Africa’s renewable energy sector is experiencing unprecedented momentum, positioning the continent as a global leader in clean power growth. The 18th Africa Energy Indaba, the continent’s premier energy event, will convene from 3 – 5 March 2026, at the Cape Town International Convention Centre (CTICC).
The Indaba serves as the essential platform for policymakers, investors, developers, and industry leaders to advance Africa’s renewable energy transformation – focusing on solar, wind, storage, green hydrogen, and enabling mechanisms like Independent Power Producers (IPPs) and Power Purchase Agreements (PPAs), through a focused IPP & PPA Conference.

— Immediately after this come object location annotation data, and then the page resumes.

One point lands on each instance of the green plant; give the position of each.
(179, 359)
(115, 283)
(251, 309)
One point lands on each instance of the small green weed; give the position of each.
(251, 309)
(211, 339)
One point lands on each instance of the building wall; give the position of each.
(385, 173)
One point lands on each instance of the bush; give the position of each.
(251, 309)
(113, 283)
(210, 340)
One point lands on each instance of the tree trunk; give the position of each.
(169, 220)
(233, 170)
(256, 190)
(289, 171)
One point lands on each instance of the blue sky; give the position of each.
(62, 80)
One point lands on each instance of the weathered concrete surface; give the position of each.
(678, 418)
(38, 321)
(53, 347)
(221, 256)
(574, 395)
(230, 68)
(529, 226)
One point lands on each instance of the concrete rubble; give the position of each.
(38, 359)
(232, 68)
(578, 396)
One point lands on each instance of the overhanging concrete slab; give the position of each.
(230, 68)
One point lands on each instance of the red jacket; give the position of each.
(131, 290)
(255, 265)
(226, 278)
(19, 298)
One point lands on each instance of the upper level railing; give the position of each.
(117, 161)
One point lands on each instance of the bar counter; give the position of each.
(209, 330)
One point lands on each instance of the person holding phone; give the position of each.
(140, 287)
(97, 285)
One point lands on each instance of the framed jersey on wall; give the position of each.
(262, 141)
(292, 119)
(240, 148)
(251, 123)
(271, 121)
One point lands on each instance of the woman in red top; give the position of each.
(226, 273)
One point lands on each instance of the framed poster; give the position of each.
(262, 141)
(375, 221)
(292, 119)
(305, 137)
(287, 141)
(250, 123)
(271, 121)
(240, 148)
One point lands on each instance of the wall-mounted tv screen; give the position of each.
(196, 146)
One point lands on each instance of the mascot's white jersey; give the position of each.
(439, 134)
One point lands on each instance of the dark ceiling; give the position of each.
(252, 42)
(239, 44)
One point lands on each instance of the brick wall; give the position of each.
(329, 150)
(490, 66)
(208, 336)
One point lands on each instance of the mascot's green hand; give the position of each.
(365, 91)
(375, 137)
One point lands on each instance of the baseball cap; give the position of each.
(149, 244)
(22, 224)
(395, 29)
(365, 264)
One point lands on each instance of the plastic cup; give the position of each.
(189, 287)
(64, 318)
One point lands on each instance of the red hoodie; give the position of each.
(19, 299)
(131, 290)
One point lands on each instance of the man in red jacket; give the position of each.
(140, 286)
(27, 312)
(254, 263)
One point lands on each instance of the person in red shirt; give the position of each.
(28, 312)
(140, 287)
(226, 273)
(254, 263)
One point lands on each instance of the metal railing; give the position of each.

Africa’s renewables surge is backed by compelling statistics demonstrating explosive growth and vast untapped potential: Solar installations across Africa grew by 26% in 2025, reaching 23.4 GW of operational capacity from over 42,000 projects – the highest year-on-year regional growth globally.
Annual solar additions are projected to surge by more than 40% in 2025–2026, with forecasts indicating over 20 GW of new solar capacity added by 2028 – effectively doubling the current footprint.
Between 2020 and 2025, Africa attracted approximately US$34 billion in clean energy investments, with solar capturing over 52% and wind 25%; renewable procurement reached roughly 25 GW through governments and 11 GW via private agreements.
The continent holds immense resources: 482,000 GW of solar potential, 72,000–1,300 GW of wind capacity, and targets like 300 GW of renewables by 2030 under initiatives such as the Nairobi Declaration and Mission 300 (aiming to connect 300 million people to electricity).
Despite this potential, renewables currently represent only about 9% of installed capacity (expected to rise to 41% by 2050), with solar and wind imports surging 60% year-on-year to 15 GW in recent periods – signalling rapid market activation.
These figures highlight Africa’s renewables boom as a pathway to energy security, industrial growth, job creation, and climate resilience – while addressing the continent’s energy access gap and attracting the multi-billion-dollar investments needed to scale projects.
“Africa’s renewable energy revolution is accelerating – from record solar growth to surging investments – yet unlocking its full potential requires bold partnerships and financing at scale,” said Liz Hart, Managing Director of the Africa Energy Indaba. “The 2026 IPP & PPA Conference is where these opportunities converge, turning ambition into actionable deals that power sustainable prosperity.”
The event builds on a legacy of facilitating high-impact outcomes, with past editions praised as the definitive gathering for Africa’s energy future.